Now lets combine all the tools created above into one agent to see if correct tools are utilized.

In [21]:
agent2 = FunctionAgent(
    name="A multi-tool agent",
    description="An agent that perform limited arithmetic and answer certain LLM questions.",
    tools=[add_tool, multiply_tool, vector_tool, summary_tool], 
    llm=llm, 
    system_prompt=("Only use your available tools to answer questions."
                   "Do not evaluate output."
                   "The final response should only contain tool output."),
    verbose=True
)
response = await agent2.run("What conclusions can be drawn about LLM reasoning. Also, multiply 4 and 5.")

In [22]:
long_print(str(response))

The conclusions about LLM reasoning:
- Larger models generally exhibit better reasoning performance.
- Strategic prompting techniques can
help smaller models close the gap but may also cause overthinking in simple tasks.
- Advanced prompting can boost smaller models on complex
tasks, though results are inconsistent and can sometimes worsen performance.
- LLMs currently show limitations in emergent reasoning or
self-learning, often failing by producing invalid action sequences or getting stuck in loops.
- There is a need for more robust solutions
and critical assessment of prompting methods that claim to enable advanced LLM capabilities.

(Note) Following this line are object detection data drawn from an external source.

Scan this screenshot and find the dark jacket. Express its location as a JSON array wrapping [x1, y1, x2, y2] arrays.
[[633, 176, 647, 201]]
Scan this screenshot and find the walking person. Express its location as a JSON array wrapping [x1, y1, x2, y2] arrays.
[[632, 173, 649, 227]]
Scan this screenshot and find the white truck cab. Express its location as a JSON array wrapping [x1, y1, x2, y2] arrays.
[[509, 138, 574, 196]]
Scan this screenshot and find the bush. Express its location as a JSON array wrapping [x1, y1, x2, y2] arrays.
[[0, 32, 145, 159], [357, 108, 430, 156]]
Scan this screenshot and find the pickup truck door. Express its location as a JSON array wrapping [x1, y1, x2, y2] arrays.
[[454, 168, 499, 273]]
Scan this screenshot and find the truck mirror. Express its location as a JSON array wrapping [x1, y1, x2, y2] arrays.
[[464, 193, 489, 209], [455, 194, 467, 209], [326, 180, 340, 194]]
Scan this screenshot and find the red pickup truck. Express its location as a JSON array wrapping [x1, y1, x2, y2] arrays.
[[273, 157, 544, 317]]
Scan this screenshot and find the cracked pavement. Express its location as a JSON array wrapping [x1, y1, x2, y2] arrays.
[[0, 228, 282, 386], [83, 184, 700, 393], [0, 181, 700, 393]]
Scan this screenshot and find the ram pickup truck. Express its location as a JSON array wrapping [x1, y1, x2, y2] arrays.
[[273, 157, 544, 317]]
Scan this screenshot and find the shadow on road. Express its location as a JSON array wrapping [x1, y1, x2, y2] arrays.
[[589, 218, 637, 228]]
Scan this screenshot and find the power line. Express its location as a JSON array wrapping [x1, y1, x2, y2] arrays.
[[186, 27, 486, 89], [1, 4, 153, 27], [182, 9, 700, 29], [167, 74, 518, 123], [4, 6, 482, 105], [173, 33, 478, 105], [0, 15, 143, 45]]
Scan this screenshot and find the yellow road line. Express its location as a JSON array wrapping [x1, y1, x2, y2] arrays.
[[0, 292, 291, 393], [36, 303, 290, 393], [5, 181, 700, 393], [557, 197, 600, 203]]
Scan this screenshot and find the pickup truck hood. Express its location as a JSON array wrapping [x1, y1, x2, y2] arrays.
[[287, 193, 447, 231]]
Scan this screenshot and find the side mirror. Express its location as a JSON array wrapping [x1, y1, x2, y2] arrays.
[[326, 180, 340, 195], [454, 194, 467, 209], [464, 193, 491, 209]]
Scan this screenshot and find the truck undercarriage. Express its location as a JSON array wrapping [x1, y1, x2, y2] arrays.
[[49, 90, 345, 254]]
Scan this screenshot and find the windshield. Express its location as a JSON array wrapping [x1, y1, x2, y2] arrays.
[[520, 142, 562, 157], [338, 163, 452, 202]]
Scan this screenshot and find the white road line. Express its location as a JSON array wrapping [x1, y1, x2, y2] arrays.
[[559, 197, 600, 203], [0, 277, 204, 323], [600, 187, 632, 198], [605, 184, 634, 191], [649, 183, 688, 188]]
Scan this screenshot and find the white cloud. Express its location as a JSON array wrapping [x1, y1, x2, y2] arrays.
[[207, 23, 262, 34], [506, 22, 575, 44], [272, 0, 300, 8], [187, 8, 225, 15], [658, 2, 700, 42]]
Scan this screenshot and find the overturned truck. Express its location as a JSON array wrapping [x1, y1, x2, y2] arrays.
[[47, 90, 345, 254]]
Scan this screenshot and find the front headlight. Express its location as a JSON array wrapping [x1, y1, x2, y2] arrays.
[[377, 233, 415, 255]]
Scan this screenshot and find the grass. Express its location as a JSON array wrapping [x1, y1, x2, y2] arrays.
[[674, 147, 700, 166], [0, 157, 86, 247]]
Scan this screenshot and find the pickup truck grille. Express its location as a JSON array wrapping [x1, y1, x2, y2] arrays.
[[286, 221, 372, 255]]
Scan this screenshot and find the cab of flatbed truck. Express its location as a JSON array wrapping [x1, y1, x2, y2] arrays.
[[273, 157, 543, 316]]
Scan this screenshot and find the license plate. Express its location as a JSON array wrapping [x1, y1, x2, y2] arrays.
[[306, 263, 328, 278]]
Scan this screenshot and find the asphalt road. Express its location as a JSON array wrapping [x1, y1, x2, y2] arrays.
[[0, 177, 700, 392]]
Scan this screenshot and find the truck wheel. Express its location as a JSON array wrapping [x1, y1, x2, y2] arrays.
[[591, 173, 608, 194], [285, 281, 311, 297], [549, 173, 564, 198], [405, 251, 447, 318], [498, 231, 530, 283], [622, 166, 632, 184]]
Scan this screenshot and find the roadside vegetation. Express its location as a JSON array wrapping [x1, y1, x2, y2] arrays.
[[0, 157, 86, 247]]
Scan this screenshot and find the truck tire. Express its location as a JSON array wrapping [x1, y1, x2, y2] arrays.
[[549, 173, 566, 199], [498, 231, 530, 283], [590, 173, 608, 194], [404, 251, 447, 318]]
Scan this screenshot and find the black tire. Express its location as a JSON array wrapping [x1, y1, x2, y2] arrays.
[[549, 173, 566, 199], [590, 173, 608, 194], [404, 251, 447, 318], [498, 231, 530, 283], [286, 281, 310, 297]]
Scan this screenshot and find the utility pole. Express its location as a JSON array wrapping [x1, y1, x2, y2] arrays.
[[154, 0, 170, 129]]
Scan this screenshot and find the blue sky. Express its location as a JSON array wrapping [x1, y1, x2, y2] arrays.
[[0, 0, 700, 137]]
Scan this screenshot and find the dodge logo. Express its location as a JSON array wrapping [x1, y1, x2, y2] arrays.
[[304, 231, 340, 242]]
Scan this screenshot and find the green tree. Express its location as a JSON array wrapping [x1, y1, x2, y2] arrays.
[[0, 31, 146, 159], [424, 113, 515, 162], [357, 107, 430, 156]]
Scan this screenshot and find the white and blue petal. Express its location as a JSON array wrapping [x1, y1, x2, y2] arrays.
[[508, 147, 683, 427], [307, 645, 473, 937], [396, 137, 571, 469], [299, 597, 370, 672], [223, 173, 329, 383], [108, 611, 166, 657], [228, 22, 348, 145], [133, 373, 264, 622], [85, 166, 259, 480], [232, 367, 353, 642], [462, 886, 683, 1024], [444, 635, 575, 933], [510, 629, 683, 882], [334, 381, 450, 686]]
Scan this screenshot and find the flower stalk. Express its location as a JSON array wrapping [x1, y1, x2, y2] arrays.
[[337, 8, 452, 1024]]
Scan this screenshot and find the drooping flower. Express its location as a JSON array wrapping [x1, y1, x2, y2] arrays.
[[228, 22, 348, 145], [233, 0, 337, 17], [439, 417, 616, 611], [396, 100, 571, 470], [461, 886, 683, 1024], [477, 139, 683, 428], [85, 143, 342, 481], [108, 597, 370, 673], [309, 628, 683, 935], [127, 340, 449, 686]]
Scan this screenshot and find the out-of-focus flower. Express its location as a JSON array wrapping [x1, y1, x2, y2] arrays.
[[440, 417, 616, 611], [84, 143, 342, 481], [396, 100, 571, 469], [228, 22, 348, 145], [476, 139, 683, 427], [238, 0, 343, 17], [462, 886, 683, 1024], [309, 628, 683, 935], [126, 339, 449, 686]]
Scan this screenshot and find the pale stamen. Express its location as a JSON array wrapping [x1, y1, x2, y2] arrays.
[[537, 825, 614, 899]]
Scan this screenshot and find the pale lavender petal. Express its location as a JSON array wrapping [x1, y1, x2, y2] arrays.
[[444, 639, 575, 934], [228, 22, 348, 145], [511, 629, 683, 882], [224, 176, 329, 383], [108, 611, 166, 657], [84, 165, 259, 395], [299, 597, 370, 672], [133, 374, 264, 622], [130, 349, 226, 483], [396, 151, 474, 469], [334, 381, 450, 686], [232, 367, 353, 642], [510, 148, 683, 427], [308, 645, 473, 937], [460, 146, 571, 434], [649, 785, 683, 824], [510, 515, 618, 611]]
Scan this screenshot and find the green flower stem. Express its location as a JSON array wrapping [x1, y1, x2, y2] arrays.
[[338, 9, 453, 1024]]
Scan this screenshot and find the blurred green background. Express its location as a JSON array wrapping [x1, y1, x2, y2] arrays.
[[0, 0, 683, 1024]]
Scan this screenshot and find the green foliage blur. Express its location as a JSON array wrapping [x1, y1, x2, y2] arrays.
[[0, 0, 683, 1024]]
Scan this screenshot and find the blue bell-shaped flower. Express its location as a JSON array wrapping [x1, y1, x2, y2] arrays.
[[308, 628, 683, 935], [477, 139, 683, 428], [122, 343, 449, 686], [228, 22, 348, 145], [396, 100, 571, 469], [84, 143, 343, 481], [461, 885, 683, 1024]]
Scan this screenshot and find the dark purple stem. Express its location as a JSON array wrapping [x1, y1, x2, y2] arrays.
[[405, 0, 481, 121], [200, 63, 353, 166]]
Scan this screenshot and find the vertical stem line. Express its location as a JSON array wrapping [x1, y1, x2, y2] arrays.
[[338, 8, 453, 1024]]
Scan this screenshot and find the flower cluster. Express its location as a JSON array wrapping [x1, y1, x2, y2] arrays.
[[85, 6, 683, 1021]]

Result of multiplying 4 and 5: 1024


The response above reflects the content of the document and the purposely-defective multiply tool. 

Below are the tools called by the agent.

In [26]:
for tool in response.tool_calls:
    print(tool.tool_name)

summary_query_engine_2505_10543
multiply


Note, the response is not deterministic. Sometimes the multiply tool was not called to answer the arithmetic part of the questions.